Art Market

How the Art Market Works

Source: Boston Globe

In September of 2008, the British artist Damien Hirst sold a collection of his own artwork at Sotheby’s. The two-day sale, entitled “Beautiful Inside My Head Forever,” consisted entirely of Hirst’s own artwork, and netted a staggering $201 million, helping to make him one of the world’s wealthiest artists. (His net worth today is estimated at nearly $380 million.) How in the world did art -- especially contemporary art -- get so expensive?

In his new book, Art of the Deal, Noah Horowitz, an art historian and professor at the Sotheby’s Art Institute, argues that it’s all happened in the last fifty years -- and that the art market has become a complex, globalized, money-making machine for the well-connected. The story, as Horowitz tells it, starts in the 1950s, when museums, flush with post-war prosperity, began to grow in size and power. Museums bought up all the old art, pushing up prices -- and pushing collectors towards the contemporary art market, where prices soon began to rise, too. At the same time, the global economy became more integrated, and businesspeople got better at putting together complex, international deals of all kinds.
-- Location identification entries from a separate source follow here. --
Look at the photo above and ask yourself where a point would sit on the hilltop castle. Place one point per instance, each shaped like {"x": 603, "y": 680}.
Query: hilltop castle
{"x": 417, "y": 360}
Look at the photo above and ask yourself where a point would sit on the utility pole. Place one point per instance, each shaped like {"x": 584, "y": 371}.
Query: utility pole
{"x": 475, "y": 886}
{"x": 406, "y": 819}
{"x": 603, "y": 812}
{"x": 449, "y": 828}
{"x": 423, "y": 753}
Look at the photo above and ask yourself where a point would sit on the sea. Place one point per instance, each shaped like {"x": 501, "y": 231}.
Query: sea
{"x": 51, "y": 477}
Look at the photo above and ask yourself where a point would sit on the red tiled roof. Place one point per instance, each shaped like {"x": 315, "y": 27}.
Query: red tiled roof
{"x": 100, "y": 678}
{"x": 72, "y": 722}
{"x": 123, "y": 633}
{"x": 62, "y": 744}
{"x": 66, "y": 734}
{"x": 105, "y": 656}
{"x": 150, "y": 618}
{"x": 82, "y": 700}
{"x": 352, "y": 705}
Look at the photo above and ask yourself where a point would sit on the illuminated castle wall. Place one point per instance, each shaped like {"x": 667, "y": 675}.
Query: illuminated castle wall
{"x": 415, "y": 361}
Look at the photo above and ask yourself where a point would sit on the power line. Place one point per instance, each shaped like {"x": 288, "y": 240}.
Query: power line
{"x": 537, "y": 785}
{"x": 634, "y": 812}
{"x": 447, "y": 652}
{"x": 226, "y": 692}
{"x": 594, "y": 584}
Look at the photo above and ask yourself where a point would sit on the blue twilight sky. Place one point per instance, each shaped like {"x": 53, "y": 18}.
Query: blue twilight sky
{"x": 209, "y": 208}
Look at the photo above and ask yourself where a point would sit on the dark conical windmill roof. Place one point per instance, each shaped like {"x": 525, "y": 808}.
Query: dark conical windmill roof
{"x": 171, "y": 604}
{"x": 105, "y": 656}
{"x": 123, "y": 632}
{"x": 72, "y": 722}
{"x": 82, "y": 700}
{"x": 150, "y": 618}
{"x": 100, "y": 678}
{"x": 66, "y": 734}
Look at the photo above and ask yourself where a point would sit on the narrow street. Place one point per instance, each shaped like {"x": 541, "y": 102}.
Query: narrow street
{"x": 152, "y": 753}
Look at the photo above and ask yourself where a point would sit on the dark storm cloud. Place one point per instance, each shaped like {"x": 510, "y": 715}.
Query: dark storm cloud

That expertise inevitably spread into the art world.

The result, Horowitz argues, is an art market that’s no different from any other international market: It’s often characterized by behind-the-scenes wheeling and dealing, designed to maximize profit. Investors in New York, say, might see an opportunity in contemporary Chinese art. They form an investment consortium, which hires a buyer to find artwork in China. After the collection is put together, the investors work to get the artworks exhibited in art museums around the world. Then, Horowitz writes, “the body of work, now a museum-quality ‘collection,’” is sold in turn to another dealer or auction house, and eventually at auction to other art buyers. All the players work together to transform little-known artworks into valuable assets; even the museums are caught up in the process, though often unknowingly. All this is possible because the art market brings two contradictory elements together: on the one hand, huge sums of money; on the other, objects that have no intrinsic, easy to determine monetary value. (Sound familiar?)

What does the new economic climate mean for the art market? It’s hard to say, of course, but one thing is certain: as things are right now, Horowitz writes, the system is eroding the idea that art “is more than just an empty stepping stone to social, political, and economic enrichment.” The art market depends, ultimately, on trust, both in the idea of art and in the basically artistic motives of the world’s art institutions. The more art dealers resemble speculators, and museum galleries showrooms, the more than trust is undermined.